Hélas ! non, Olga ne devait partir que fort tard dans la soirée. Que faire ? Réprimant ma mauvaise humeur, je pris le parti de m’ouvrir à mon amie et de la prier de ne pas me gêner.

« Vois-tu, Olga, lui dis-je d’une voix insinuante, je jouerai toute la journée avec toi, et je ferai tout ce que tu voudras ; en revanche, après le dîner, fais-moi le plaisir de me laisser tranquille et de t’en aller. Nous causons toujours après le diner, mon oncle et moi, et nous n’avons pas du tout hesoin de toi. »

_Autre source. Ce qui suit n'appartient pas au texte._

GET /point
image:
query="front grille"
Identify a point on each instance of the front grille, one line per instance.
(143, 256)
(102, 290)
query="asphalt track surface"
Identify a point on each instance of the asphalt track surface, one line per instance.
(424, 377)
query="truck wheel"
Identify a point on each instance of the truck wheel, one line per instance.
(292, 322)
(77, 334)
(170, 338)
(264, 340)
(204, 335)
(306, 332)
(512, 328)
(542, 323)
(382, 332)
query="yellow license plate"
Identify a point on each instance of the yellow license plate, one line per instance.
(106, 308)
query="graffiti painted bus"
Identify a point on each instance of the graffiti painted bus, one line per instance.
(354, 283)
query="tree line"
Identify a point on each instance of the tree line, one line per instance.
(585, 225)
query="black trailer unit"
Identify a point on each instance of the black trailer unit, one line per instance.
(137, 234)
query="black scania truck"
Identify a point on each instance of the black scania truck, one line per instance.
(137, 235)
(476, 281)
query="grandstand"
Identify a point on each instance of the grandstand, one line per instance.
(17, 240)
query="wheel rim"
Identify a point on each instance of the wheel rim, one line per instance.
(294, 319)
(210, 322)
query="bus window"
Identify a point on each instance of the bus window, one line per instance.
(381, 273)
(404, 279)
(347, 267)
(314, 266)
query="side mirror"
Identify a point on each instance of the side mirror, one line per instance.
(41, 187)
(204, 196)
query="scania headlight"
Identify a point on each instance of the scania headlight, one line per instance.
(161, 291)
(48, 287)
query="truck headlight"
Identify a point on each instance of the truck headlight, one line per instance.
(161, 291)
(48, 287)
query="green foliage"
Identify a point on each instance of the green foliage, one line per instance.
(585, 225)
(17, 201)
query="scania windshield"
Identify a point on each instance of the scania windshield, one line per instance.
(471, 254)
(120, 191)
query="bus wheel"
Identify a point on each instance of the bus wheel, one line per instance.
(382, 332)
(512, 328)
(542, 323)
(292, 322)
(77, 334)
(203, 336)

Elle accepta ma proposition ; et, dans le courant de la journée, pour ma part, je remplis rigoureusement notre contrat. Je jouai à tous les jeux qu’elle imagina, j’acceptai tous les rôles qu’elle m’imposa, me transformant au premier signe, de dame en cuisinière, et de cuisinière en dame. Enfin on nous appela pour dîner. À table, j’étais sur des épines. « Olga tiendra-t-elle parole ? » pensai-je ; et, non sans inquiétude, je regardais ma compagne à la dérobée, lui jetant des coups d’œil expressifs, destinés à lui rappeler nos engagements.

Après le dîner, comme d’habitude, je vins baiser la main de papa et de maman, puis, m’approchant de mon oncle, j’attendis qu’il parlât.

« Eh bien, petite fille, causerons-nous ce soir ? » demanda-t-il en me pinçant amicalement le menton.